How do you make SSL connections? How do you parse JSON api's? How do you play audio, integrate with platform features (menu bars, dock dropping etc)? How do you create P2P WebRTC connections that capture camera and mic inputs? Let me guess, you have libraries for that.
People keep bringing this up because they're insecure about their role as programmers in a world where creating useful functionality is becoming easier and more accessable. People keep bringing this up because they don't comprehend what business requirements actually are and the cost of rolling your own technology and battle testing it.
I promise you. We're not all stupid. That's all I'm asking of people to consider before they start solving all the world's problems.
> Your solution to memory leaks is using a lower-level language? I should probably stop reading there..
Lower level than sandboxing into a js VM? yes. Writing everything in assembly, or in an unmanaged language? no. Adding unnecessary complexity to a program increases possibilities of bugs, which in this case, will be outside of your control. And this is a perfect example of unnecessary complexity.
> How do you make SSL connections? How do you parse JSON api's? How do you play audio, integrate with platform features (menu bars, dock dropping etc)? How do you create P2P WebRTC connections that capture camera and mic inputs? Let me guess, you have libraries for that.
Simple libraries that intend on doing the job and getting out of your way, yes. I wasn't aware you needed to embed a web browser to parse a json string, or to establish an SSL connection? There is a large difference between what a library is, and what electron aims to be... There will always be system apis that you will have to interface with, these are apples and oranges.
> People keep bringing this up because they're insecure about their role as programmers in a world where creating useful functionality is becoming easier and more accessable. People keep bringing this up because they don't comprehend what business requirements actually are and the cost of rolling your own technology and battle testing it.
Thank you for reminding me what the phrase "argumentum ad-hominem" means.
> I promise you. We're not all stupid.
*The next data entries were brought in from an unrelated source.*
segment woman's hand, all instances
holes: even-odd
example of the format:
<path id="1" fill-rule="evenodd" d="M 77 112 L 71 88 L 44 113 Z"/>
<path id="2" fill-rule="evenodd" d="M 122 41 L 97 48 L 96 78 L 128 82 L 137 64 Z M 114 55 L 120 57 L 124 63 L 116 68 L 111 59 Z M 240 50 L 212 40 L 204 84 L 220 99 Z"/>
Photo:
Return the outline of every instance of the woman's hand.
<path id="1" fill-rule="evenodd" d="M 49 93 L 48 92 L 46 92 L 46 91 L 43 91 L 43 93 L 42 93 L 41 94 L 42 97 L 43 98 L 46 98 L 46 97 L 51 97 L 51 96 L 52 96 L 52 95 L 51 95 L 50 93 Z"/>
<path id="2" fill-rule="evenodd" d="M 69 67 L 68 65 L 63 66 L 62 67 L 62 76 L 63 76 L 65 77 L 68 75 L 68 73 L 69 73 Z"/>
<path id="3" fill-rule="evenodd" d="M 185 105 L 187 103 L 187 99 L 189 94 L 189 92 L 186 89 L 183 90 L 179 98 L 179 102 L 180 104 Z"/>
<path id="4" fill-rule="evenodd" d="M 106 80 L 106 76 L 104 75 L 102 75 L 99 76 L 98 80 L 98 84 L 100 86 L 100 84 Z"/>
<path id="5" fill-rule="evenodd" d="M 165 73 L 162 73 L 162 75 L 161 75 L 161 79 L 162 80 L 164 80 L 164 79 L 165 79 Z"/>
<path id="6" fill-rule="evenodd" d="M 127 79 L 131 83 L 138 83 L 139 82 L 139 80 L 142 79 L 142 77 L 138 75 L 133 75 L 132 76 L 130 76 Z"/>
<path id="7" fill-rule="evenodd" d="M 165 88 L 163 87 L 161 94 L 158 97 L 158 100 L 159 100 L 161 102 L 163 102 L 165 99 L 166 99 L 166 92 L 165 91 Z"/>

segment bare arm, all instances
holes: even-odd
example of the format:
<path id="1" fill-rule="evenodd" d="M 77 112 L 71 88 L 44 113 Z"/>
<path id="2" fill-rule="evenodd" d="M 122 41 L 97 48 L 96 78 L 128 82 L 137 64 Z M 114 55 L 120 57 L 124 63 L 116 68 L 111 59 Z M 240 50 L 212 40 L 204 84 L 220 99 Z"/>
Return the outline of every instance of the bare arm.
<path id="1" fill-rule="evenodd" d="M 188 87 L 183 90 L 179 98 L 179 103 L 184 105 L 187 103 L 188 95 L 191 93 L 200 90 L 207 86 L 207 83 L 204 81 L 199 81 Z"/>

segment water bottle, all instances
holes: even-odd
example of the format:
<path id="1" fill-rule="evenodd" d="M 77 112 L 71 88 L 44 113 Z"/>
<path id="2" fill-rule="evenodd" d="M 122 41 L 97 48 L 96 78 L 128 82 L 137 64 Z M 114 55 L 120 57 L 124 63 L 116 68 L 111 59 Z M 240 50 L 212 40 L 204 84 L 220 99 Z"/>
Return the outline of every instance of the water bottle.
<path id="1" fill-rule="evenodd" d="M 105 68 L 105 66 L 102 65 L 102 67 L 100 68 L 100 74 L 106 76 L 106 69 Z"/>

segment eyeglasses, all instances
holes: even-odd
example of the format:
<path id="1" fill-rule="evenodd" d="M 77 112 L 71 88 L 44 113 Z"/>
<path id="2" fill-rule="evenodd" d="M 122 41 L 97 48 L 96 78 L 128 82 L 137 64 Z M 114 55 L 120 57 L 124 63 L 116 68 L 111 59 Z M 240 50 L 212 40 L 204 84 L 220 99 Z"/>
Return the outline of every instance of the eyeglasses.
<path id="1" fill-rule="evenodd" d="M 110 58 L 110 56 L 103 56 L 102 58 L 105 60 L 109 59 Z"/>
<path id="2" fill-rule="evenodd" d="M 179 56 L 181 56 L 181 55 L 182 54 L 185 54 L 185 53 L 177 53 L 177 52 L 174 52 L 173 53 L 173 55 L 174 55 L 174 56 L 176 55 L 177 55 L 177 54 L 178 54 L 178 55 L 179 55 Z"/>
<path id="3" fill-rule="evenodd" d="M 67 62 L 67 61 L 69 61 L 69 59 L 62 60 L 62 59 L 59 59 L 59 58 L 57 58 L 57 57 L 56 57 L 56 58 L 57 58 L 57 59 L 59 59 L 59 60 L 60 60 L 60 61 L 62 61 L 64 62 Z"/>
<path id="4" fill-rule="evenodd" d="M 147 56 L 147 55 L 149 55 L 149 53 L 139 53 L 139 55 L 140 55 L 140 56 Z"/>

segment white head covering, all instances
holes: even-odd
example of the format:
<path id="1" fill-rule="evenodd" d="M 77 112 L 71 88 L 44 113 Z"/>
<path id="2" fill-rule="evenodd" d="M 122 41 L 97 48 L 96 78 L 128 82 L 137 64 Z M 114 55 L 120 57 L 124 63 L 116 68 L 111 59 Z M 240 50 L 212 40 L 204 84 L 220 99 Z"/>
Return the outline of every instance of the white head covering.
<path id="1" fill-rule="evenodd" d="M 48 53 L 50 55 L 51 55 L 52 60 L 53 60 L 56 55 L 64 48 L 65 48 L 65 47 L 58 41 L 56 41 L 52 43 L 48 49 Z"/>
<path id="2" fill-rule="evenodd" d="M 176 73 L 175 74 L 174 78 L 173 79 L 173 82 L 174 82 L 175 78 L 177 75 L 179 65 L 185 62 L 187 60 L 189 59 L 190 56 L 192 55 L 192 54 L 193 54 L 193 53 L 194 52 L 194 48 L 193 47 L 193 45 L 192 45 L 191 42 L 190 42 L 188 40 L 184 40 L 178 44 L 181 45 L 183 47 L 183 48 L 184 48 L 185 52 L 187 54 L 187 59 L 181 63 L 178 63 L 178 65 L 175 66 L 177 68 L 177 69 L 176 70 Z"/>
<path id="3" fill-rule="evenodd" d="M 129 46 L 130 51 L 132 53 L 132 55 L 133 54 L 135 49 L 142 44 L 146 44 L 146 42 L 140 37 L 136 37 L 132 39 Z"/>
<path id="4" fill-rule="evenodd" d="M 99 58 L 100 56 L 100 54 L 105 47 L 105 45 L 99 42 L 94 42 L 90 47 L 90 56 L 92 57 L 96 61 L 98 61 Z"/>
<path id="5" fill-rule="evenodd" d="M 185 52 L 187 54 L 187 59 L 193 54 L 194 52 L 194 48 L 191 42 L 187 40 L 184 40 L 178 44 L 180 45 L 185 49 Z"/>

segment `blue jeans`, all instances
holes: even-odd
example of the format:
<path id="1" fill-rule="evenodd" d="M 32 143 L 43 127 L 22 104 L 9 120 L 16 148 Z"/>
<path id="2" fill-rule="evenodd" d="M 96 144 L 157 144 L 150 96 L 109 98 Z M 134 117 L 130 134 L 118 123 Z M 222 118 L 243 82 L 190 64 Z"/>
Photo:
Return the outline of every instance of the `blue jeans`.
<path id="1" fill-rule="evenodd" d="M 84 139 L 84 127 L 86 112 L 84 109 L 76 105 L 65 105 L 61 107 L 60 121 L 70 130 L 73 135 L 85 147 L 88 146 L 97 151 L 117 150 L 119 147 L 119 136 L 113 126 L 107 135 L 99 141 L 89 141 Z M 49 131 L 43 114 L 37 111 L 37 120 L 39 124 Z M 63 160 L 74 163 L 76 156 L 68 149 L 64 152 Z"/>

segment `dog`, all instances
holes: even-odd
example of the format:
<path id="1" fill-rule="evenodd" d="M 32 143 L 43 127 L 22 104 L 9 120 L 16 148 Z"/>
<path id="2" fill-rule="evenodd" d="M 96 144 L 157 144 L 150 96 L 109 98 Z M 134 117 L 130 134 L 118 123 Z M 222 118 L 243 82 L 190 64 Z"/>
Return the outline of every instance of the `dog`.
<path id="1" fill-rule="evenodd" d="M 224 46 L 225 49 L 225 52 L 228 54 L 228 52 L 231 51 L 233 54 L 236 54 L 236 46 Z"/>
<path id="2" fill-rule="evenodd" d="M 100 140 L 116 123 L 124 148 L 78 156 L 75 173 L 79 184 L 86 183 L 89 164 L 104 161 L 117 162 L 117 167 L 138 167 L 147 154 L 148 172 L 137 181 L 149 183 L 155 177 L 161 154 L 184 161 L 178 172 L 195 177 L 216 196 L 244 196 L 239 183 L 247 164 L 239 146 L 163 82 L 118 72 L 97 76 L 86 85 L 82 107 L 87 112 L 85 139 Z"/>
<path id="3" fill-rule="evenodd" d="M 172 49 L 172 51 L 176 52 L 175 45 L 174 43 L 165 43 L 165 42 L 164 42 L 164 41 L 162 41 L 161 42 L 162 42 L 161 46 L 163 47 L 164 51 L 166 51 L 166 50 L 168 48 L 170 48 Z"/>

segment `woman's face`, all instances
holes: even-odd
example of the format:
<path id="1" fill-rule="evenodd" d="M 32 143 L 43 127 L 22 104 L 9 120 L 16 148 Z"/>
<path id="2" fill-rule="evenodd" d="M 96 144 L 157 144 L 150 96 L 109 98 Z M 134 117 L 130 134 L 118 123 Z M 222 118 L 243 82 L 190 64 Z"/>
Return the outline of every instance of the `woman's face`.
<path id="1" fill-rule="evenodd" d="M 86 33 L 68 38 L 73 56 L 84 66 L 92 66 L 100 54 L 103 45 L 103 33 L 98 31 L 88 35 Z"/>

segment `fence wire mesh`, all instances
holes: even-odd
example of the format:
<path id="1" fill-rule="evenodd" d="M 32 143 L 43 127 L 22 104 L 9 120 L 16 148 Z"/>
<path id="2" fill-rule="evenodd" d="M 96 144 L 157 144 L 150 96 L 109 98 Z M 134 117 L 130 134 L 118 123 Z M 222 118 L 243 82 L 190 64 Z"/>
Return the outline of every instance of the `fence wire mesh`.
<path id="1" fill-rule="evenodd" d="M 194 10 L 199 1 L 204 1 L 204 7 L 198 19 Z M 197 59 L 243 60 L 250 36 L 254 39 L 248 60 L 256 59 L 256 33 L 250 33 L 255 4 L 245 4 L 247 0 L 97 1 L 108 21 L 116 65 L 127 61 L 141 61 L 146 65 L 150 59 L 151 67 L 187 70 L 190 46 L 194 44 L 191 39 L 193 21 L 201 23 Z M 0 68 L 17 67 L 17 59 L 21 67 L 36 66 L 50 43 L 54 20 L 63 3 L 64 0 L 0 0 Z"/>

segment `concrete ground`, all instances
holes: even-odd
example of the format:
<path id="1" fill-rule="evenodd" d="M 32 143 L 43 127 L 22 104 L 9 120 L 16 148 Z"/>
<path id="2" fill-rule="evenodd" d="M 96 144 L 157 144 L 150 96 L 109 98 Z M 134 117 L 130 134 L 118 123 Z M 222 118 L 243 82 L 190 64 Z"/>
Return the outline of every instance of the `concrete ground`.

That's all I'm asking of people to consider before they start solving all the world's problems.
I can't speak for anyone else but I don't believe anyone who finds electron appealing is stupid. I am sure these people are more than capable programmers, and electron is a very appealing way for a web-based product to be able to quickly produce and distribute a desktop client. Most just desire for people to understand that most large-scale projects will dig their own graves in the promises of cross platform support and a fast production cycle, which has been a growing trend in software development for quite a few years now.
The basic premise for this entire blog post is that people who use electron don't know that lower level technologies exist.
FTA: It turns out modern operating systems already have nice, fast UI libraries. So use them you clod!
FTA: Also all you web devs: Go learn C or Rust or something.
So yes, this is in-fact an ad-hominem attack. There's a certain type of person who rehashes this old stupid argument. A few years ago they'd berate you for using a LAMP stack to set up your clients wordpress blog. A couple years ago they'd give you shit for using Node on the server and not being a "real" developer.
Point being, if the author of this blog post resonates with you - I can guarantee you with a high degree of certainty that I can fit your world view in a tiny little box.